Oleh. Ummu Alkhalifi (Anggota Komunitas Setajam Pena)
Ketimpangan ekonomi dalam negeri, yang semakin menjungkirbalikan rakyat ini kian menjadi. Hingga rela meraih sumber kehidupan di negeri seberang, dengan harapan terentaskan dari lilitan sulitnya kehidupan. Namun, apalah daya, bukan uang yang mereka dapatkan, namun siksaan hingga nyawa pun melayang.
Sebagaimana dilansir BBC.com (3/3/2023), kisah menyedihkan perempuan asal Nusa Tenggara Barat yaitu Mariance salah satu mantan pekerja Migran yang mengalami kekejaman oleh majikannya. Berawal dari ketertarikan pada tawaran kerja di Malaysia, dirinya mengaku ingin membantu kesulitan ekonomi dalam keluarga yang kurang bahkan tidak cukup. Akhirnya, dia putuskan berangkat ke negeri seberang, Malaysia.
Namun, siapa sangka, bukan gaji bulanan yang Mariance dapatkan, melainkan siksaan dan kekejaman dari tangan majikan selama 8 tahun lamanya. Hingga dia lupa rasa akan sakit badan dan hancurnya jiwa, yang ada hanyalah bagaimana dirinya bisa bertahan hidup hingga terlepas dari jeratan siksaan sang majikan.
Salah seorang polisi anggota Satgas Anti-Trafficking Kepolisian Daerah NTT menemui Meriance setelah ia kembali ke NTT pada 2015, dan tergerak untuk mengejar para perekrut. Pada 2018, para pelaku Tedy Moa dan Piter Boki dijatuhi hukuman penjara masing-masing lima dan tiga tahun atas tuduhan tindak pidana perdagangan orang.
Naudzubillah, inilah kekejaman hidup yang berawal dari sulitnya memenuhi kebutuhan.

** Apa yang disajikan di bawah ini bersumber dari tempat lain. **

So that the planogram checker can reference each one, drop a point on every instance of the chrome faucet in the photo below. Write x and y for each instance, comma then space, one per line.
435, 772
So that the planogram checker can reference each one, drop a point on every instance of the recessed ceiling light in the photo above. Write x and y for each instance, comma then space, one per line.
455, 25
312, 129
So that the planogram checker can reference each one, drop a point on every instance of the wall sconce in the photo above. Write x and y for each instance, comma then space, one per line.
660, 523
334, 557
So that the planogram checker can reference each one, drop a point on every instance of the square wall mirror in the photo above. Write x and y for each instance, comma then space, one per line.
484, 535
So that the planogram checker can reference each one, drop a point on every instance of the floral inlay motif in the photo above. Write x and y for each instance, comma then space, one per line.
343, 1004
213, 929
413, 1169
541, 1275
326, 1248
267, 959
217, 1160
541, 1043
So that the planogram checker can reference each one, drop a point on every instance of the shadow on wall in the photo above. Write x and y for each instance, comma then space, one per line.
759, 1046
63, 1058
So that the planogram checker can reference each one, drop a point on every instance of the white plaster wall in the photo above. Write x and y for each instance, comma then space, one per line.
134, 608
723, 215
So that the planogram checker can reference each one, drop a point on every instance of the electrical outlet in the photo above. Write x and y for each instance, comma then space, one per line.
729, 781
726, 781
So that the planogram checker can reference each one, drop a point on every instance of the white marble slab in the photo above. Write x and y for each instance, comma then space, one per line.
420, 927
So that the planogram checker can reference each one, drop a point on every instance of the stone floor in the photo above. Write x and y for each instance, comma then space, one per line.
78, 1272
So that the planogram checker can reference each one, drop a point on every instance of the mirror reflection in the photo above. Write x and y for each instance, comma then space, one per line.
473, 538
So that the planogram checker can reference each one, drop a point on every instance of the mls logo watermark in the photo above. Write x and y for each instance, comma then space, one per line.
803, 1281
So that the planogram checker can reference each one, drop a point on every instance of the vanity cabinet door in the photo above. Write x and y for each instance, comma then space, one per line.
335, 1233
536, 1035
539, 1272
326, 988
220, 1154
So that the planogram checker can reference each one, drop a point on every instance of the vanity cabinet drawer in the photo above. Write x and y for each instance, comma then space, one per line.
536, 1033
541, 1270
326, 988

Demi anak dan keluarga, seorang ibu yang seharusnya menjadi tempat belaian lembut dalam sebuah keluarga, rela berkorban meletakkan semua bentuk kasih sayangnya demi tuntutan kebutuhan.

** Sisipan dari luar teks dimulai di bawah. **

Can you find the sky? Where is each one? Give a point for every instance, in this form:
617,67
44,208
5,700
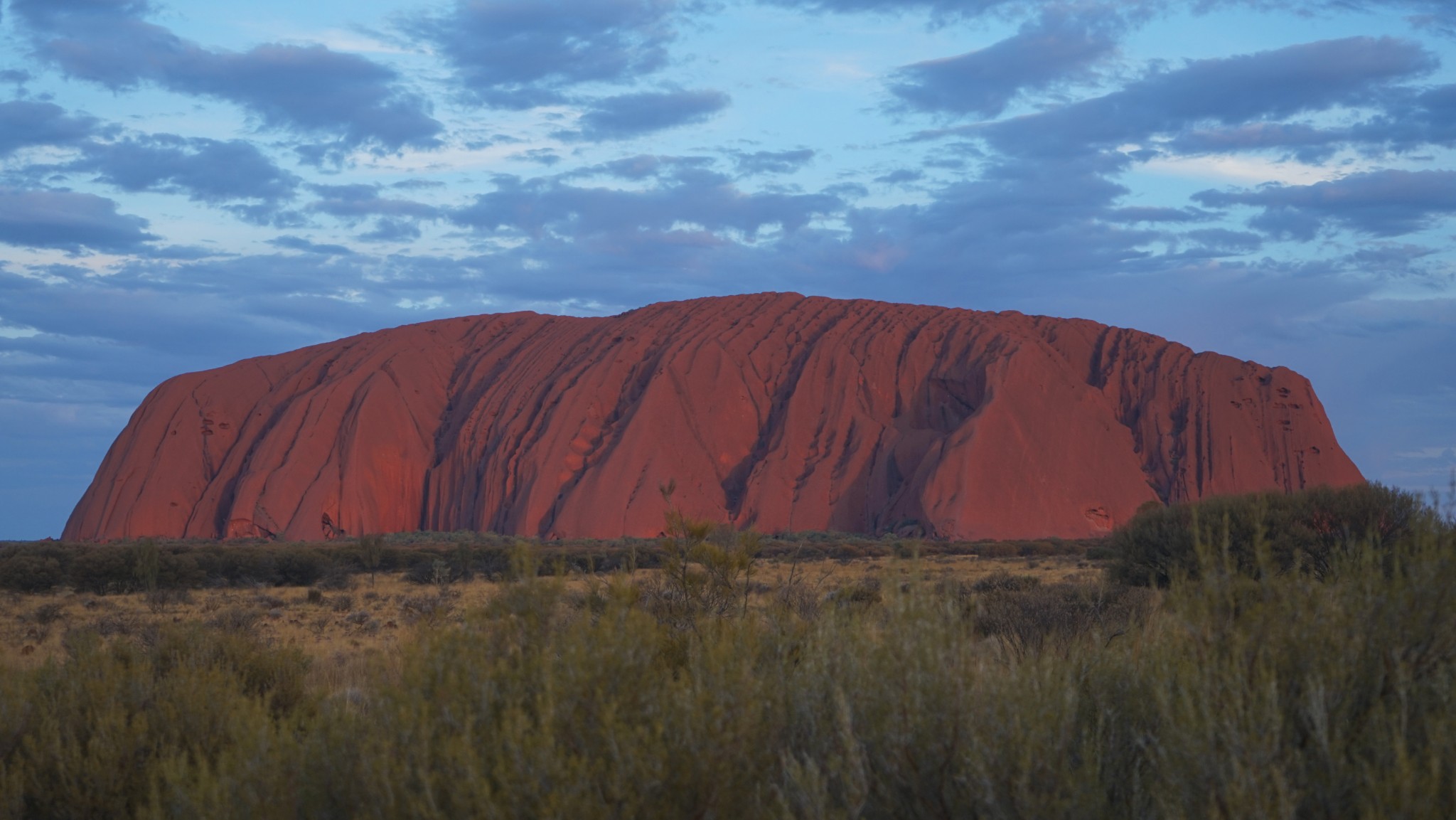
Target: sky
188,184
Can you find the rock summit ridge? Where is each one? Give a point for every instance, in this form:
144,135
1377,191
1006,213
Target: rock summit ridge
774,411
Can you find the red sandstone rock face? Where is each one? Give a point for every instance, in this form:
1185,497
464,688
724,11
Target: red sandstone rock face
771,411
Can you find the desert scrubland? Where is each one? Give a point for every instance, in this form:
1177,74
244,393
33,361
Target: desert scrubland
1263,656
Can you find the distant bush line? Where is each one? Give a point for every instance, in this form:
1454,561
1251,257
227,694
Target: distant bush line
108,568
1271,532
1239,691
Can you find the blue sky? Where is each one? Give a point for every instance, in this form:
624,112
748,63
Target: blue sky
188,184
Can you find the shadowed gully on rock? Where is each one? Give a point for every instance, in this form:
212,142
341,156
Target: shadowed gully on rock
769,411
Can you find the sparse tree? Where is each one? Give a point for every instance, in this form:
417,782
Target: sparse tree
372,554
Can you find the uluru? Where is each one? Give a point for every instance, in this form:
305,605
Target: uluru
771,411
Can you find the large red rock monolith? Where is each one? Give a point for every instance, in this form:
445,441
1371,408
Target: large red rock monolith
771,411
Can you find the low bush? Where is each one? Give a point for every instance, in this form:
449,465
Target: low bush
1228,693
1270,531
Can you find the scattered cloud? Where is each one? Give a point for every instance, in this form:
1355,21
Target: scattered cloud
1057,47
306,89
69,222
530,53
1226,90
757,164
1382,203
28,123
207,171
631,115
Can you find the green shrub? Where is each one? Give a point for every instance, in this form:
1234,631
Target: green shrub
1229,693
1307,529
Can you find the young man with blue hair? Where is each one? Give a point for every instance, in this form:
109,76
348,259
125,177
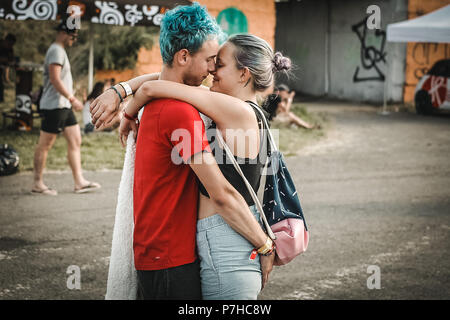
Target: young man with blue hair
166,194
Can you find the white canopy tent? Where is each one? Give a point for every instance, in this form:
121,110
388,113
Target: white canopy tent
433,27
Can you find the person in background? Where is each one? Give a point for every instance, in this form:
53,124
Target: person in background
56,106
6,61
98,89
279,104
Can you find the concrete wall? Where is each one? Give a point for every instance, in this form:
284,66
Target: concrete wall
261,22
322,39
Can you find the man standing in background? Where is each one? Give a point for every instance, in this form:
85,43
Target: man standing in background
56,106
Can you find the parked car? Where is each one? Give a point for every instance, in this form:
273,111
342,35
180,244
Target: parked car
433,90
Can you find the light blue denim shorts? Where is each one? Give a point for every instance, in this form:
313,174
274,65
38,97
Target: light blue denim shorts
226,271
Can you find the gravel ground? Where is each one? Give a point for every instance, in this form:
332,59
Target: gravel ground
375,192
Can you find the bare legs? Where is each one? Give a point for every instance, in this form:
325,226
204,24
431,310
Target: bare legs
46,141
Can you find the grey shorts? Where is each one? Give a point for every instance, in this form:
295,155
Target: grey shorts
55,121
226,271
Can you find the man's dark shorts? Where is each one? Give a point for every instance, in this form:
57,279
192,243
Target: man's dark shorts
55,121
177,283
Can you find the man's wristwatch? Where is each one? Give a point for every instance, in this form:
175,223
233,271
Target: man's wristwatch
267,248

Bahkan masih banyak Mariance-Mariance lainnya yang bernasib malang dan menjadi korban dari perdagangan manusia yang menimpa para Pekerja Migran Indonesia. Ini menunjukan betapa kejamnya perdagangan manusia dan betapa lemahnya peranan negara dalam menyikapi peemasalahan yang sangat kompleks tersebut.

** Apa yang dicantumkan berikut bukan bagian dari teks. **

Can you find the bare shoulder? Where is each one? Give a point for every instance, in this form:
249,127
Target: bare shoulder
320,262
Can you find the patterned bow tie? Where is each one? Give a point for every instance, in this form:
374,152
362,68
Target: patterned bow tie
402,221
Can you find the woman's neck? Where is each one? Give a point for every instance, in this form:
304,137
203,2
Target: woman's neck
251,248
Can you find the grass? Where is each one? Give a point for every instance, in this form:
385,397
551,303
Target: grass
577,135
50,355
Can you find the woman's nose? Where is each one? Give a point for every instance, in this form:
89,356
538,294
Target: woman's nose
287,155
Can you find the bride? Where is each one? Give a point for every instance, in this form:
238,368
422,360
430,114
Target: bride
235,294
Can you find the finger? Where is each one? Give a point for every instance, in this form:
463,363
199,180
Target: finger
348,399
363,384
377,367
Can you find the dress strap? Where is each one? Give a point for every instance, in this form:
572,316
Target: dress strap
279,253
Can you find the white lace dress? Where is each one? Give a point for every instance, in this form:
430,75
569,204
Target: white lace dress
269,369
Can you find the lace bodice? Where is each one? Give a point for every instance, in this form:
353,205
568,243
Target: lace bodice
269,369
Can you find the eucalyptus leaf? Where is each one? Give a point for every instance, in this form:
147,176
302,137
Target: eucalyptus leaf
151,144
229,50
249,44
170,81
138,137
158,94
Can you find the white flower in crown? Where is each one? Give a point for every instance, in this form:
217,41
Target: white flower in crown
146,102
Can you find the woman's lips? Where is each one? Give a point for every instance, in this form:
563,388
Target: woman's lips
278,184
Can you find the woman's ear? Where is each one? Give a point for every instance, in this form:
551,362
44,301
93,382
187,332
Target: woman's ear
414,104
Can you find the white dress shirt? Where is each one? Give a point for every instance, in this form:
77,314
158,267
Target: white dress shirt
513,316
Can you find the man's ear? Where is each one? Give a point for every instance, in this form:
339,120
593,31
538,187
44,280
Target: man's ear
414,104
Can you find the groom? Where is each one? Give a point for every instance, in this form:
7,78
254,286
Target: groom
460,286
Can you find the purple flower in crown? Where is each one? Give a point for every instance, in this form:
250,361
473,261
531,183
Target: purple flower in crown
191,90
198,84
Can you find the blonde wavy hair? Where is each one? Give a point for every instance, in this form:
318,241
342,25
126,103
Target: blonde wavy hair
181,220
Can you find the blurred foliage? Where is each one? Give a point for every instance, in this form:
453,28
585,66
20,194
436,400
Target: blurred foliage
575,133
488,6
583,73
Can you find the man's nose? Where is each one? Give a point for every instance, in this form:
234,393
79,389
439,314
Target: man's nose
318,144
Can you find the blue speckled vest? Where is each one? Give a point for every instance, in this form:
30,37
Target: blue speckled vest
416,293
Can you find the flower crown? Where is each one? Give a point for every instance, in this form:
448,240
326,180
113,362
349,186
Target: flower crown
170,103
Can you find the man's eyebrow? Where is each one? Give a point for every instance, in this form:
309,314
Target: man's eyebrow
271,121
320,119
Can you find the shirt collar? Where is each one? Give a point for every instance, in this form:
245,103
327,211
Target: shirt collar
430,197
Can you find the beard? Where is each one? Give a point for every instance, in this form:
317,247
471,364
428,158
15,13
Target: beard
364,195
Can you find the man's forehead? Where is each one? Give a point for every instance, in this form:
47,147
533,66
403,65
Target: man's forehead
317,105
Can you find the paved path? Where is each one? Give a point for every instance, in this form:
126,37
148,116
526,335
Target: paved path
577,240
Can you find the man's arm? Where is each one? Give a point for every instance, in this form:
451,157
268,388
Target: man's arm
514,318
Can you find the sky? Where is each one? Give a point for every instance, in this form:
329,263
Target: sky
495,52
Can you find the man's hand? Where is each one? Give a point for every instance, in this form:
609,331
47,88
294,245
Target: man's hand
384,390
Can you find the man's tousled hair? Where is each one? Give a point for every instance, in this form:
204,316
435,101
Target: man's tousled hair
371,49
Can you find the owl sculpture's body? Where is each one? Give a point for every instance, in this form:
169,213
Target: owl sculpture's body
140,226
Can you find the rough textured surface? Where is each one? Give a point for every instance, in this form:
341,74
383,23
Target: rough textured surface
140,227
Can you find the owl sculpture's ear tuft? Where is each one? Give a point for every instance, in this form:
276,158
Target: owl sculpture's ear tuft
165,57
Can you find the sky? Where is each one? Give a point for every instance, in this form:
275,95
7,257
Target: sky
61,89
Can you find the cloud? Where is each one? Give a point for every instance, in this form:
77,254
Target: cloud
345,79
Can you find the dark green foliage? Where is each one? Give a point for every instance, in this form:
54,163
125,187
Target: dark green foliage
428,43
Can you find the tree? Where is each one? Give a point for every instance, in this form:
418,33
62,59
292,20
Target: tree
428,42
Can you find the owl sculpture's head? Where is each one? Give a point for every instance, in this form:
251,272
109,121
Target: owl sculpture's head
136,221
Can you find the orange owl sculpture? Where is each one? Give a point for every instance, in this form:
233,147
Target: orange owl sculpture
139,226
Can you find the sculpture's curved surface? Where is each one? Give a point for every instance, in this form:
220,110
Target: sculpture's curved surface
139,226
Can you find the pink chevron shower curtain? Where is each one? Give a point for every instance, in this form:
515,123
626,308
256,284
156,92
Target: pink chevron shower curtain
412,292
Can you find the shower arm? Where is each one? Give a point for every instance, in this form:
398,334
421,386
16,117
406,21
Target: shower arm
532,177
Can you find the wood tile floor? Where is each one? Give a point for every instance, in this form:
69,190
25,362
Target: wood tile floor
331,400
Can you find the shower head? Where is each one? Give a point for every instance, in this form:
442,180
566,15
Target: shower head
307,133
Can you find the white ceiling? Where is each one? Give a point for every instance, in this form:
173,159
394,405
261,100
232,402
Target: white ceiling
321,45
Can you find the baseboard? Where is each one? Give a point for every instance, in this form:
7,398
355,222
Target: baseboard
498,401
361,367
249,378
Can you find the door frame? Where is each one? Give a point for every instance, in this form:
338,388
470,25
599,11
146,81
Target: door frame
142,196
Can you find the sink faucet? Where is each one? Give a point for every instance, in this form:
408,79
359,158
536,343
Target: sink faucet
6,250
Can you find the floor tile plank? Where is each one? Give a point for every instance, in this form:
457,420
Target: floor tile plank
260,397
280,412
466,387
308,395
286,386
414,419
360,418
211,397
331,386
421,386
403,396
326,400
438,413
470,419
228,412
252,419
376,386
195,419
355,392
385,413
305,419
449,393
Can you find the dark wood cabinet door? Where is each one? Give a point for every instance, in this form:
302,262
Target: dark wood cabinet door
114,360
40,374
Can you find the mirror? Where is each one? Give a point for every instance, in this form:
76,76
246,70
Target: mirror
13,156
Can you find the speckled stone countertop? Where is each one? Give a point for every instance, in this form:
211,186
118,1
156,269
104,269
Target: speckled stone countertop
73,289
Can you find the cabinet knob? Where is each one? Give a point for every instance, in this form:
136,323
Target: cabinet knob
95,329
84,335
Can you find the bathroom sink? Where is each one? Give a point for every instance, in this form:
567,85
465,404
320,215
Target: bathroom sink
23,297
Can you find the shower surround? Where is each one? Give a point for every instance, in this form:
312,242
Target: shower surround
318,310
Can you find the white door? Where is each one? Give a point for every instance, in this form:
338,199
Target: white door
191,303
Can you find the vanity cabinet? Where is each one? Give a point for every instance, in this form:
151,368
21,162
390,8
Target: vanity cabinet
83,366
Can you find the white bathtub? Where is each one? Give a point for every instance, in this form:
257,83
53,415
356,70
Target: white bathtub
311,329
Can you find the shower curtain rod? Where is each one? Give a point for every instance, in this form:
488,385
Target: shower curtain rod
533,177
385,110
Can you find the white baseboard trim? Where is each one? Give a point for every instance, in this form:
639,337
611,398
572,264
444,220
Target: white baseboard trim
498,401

Perdagangan orang di Indonesia bukan lah menjadi sesuatu yang baru,dengan iming – iming gaji besar dan perbaikan nasib dari kemiskinan dan penderitaan, masyarakat banyak mendekati pintu kejahatan dengan menjadi pekerja migran.
Mirisnya, banyak sekali sektor swasta yang mendapatkan perijinan dalam penempatan tenaga kerja. Padahal, jaminan keamanan perbatasan negara masih dipertanyakan dan lemahnya tindakan dalam berbagai kasus pidana atas perdagangan orang menjadi buah manis para sindikat perdagangan orang.
Sebuah catatan pada UU PPMI, yaitu adanya celah bagi pelaku sektor swasta untuk melancarkan proses penempatan pekerja migran Indonesia (PPMI). Dan inilah sasaran empuk bagi sindikat perdagangan orang. Karena UU PPMI masih dipertanyakan jaminannya dalam melindungi para pekerja migran, apalagi mereka mayoritas adalah perempuan. Hal ini adalah bagian dari peranan negara, mengoreksi faktor-faktor kenapa banyak perempuan seperti Mariance nekad lintas batas negara, hingga berbagai perlakuan kejahatan mereka hadapi.
Inilah buah dari sistem kapitalis dimana hancurnya kehidupan ekonomi yang membuat angka kemiskinan terus meningkat, hingga cara instan mudah bekerja dengan gaji besar menjadi incaran. Padahal, risiko dan ancaman jiwa tampak nyata di depan mata.
Dengan konsep ekonomi yang serba bebas, maka peluang bagi aktor-aktor asing untuk menguasai sumber daya manusia dan sumber daya alam dalam negeri tidak dibatasu. Dengan asas manfaat dan keuntungan semata, mereka menghalalkan raga penduduk negeri untuk diperbudakkan. Apalagi di dalam negeri, semua lini dikuasai para korporasi.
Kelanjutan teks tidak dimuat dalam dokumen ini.